A Novel Integrating Approach Between Graph Neural Network and Complex Representation for Link Prediction in Knowledge Graph

Abstract

Deep learning brings high results in many problems, including Link Prediction on Knowledge Graphs (KGs). Although there are many techniques to implement deep learning into KGs, Graph Neural Networks (GNNs) have recently emerged as a promising direction for representing the structure of KGs as input for a decoder. With this structural information, GNNs can help to retain more information from the original graph than conventional embeddings like TransE, TransH, RESCAL. As a result, the learning model achieves higher accuracy in predicting missing links between entities in the KG. Meanwhile, several studies have successfully demonstrated the intrinsic properties of the embedding process in complex space while keeping many binary relations (symmetric and asymmetric).

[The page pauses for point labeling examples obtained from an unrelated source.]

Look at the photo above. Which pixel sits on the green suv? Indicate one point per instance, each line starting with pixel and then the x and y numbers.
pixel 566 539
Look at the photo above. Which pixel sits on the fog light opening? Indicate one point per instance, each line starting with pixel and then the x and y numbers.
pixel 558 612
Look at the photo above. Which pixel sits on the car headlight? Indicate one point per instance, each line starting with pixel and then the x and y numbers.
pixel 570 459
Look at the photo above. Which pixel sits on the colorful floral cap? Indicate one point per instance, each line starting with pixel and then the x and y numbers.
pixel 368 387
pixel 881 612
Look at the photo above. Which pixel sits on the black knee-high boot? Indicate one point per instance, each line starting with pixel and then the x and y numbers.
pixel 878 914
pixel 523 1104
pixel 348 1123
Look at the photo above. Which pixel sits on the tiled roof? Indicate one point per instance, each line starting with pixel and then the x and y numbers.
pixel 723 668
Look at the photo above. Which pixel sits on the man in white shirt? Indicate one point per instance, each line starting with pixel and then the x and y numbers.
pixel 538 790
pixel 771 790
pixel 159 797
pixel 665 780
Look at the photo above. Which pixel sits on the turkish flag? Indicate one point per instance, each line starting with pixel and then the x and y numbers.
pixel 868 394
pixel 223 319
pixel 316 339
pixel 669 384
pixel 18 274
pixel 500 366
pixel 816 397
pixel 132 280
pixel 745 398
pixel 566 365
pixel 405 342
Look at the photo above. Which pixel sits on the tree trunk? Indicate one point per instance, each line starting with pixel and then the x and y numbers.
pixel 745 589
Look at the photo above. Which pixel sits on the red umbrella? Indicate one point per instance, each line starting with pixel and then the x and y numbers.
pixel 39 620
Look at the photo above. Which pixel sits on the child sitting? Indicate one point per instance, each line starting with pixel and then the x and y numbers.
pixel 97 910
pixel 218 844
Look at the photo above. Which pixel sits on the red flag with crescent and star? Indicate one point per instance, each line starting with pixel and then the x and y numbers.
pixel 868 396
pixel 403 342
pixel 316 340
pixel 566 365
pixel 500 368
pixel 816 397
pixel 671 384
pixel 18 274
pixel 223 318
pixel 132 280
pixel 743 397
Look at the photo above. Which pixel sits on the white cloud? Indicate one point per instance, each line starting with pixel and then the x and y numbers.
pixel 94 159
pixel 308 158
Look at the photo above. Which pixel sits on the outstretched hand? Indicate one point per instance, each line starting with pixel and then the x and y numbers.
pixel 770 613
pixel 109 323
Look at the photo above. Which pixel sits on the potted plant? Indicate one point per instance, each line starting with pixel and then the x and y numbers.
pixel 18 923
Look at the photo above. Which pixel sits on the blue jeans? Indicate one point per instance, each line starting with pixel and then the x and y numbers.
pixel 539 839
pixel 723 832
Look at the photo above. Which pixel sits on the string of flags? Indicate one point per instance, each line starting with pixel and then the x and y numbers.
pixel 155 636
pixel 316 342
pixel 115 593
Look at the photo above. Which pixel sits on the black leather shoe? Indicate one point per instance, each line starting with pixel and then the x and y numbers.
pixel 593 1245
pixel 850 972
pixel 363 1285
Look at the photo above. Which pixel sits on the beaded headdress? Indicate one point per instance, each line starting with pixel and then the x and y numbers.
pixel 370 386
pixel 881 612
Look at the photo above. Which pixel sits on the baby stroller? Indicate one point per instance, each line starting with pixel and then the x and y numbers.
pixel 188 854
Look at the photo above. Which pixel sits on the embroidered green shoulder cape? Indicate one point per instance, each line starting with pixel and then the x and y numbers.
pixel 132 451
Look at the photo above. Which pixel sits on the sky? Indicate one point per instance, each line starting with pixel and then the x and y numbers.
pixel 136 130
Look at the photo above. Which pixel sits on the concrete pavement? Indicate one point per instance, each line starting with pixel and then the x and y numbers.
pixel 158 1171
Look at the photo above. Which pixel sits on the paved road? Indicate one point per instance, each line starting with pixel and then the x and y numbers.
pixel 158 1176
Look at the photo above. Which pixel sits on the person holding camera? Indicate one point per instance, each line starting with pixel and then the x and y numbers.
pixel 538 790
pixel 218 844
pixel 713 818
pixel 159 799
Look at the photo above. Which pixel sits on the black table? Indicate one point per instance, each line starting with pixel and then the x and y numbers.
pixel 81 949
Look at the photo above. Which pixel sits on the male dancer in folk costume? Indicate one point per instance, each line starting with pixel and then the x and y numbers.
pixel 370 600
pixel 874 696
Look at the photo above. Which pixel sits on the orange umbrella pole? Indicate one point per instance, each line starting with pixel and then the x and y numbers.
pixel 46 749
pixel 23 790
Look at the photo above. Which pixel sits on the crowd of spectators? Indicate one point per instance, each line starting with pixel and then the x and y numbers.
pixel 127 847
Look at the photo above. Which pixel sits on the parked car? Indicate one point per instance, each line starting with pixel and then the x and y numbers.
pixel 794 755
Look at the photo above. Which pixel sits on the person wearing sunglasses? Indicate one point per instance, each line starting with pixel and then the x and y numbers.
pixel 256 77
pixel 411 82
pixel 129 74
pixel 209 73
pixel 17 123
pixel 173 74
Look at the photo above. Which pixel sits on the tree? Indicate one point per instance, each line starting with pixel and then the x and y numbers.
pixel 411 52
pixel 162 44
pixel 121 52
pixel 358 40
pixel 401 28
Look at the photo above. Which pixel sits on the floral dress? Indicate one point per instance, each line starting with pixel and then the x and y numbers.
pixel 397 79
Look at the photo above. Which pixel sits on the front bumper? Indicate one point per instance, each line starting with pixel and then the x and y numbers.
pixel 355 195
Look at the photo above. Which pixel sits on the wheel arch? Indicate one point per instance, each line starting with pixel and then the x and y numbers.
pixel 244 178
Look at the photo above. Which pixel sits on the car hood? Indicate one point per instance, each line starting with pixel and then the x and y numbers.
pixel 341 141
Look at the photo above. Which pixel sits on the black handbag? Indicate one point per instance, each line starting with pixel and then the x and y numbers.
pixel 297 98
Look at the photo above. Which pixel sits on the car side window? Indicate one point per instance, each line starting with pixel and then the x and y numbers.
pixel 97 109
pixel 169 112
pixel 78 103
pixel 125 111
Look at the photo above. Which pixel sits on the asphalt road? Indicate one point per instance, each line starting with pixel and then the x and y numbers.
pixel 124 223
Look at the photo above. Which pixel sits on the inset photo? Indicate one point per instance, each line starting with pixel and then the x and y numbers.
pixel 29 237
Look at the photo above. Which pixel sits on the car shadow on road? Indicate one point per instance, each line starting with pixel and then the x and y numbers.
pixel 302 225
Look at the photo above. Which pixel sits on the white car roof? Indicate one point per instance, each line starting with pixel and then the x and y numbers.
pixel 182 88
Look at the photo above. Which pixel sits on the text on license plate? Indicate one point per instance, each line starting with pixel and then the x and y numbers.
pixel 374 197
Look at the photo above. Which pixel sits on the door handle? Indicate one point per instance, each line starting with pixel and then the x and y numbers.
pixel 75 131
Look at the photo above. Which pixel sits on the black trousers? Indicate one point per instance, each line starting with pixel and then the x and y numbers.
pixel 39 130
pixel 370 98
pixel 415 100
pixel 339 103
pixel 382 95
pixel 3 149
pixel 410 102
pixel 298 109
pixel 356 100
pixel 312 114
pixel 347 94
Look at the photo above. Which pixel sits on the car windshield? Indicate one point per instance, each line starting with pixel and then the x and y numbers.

Thus, this paper proposes deploying GNNs into complex space to increase the model’s predictive capability. Another issue with GNNs is that they are susceptible to over-squashing when a large amount of information propagating between nodes is compressed down to a fixed representation space. As a result, we utilize a dynamic attention mechanism to minimize the adverse effects of these factors, and experiments on benchmark datasets have indicated that our proposal achieves a significant improvement compared to baseline models on almost all standard metrics.